Antonio Isasi-Isasmendi internacionalizó algo el cine español a finales de la década de los sesenta con producciones como Las Vegas 500 millones, que contaba en su reparto con Lee J. Cobb y Jack Palance, y es autor de Memorias tras la cámara, donde deja constancia de toda una vida dedicada al cine. Poco importa eso al abrir estas otras memorias que acaba de dar al público porque aquí no se ve al cineasta que llegó a ser. Lo que aparece en Los días grises es la prehistoria, la infancia y primera juventud de un montador, guionista, director y productor autodidacta que fue conquistando peldaño a peldaño su lugar en el mundo –comenzó vendiendo bombones helados a la puerta de un cine de Barcelona-. Y esa infancia y esa juventud no difieren en esencia de las de otros miles de niños de la guerra, de las de todos aquellos a quienes la locura colectiva les alargó en exceso las vacaciones del 36 y que a la postre, cuando todo acabó, terminaron por pensar que “como siempre, cuando los que mandan son otros, uno aprende que en la vida las cosas cambian poco. Empezaba otra etapa distinta, sin bombardeos y con menos hambre, pero parecida.” La sangre no llegó a secarse porque aunque cesaron los combates siguió la venganza.

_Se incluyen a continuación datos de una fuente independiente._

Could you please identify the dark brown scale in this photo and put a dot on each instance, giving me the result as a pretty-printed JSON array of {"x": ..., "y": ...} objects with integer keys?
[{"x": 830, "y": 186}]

“Los niños de la guerra –nos dice Isasi-, en las ciudades beligerantes, crecimos sin estudios, sin buenos alimentos, entre incendios, asaltos, saqueos, gritos, ejecuciones, uniformes, discursos, movimientos de tropas, banderas, convoyes militares, aviones en el cielo, bombas…” De no ser porque un puñado de militares decidió olvidar la ley para derrocar al gobierno legal, la vida de Isasi, como la de tantos otros niños, tendría poco que ver con todo eso. Hijo de una actriz y un militar, el 18 de julio los pilló de viaje en el Bugatti de su padre. Cuando intentaron entrar en Barcelona todo había estallado y no lo pasaron bien hasta llegar a casa. Después lo pasarían aún peor. El padre muere durante la contienda a raíz de unas fiebres y la madre habrá de salir adelante como puede. Ni el hambre, ni la suciedad, ni el frío, ni el miedo les son ajenos, hasta el punto que para finales de 1937 –Isasi contaría unos 10 años- la madre se ve obligada a pedir ayuda a un antiguo amigo de su marido para internar al muchacho en una colonia en Premià de Dalt ante la imposibilidad de mantenerlo adecuadamente. Las páginas en las que describe su experiencia en aquel internado, un oasis de paz al que únicamente llegan los ecos de la guerra, son las mejores del libro, incluyendo la llegada del ejército vencedor y la marcha de la directora, que se ve obligada a dejar a los muchachos abandonados a su suerte. Vendrán luego los campamentos falangistas que trajo la paz, el ganar puntos a ojos de los vencedores, el trabajo desde niño y los primeros escarceos sexuales en una sociedad para la que todo lo relacionado con el sexo era tabú. Aprovechando que ya no lo es, Isasi decide no ahorrar demasiados detalles: “Anita me abría la puerta y me besaba y me abrazaba y me volvía a besar […] Eran besos como aquellos que se veían en las películas. Tremendos, de tornillo. Yo me caía; nos revolcábamos por el suelo… Me decía que me quería, mientras me abría el pantalón para tocarme y retocarme. Se levantaba la falda y bajándose las bragas se restregaba contra mí una y mil veces, mientras yo perdía el mundo de vista.”

Dice muy bien Manuel Vicent en el breve prólogo del libro que todas las cosas grandes están hechas de cosas pequeñas. Isasi vuelve la vista atrás para enriquecer con multitud de esas cosas pequeñas un tiempo cada vez más lejano y separado de la sociedad –tan así lo ve el propio autor que le va desgranando estas memorias al perro Pepo-. Son esos detalles, esas noches de bombardeo que se pasan en una estación de metro, esa buhardilla de la calle Hospital que se alcanza tras subir más de cien escalones, ese tirarse al suelo en plena calle cuando pasan los aviones, ese correr desesperado, esa inquietud por el sexo que lleva a meter un dedo en la vagina de una perra, esa reconstrucción de una madre abnegada e idealizada por el recuerdo; son esos pequeños momentos que pasan intentando no hacer ruido al lado del monstruo dormido de la Historia, y se ven alterados radicalmente cuando Clío deja caer su maza haciendo retumbar los días, los que dan fuerza y sabor a este libro.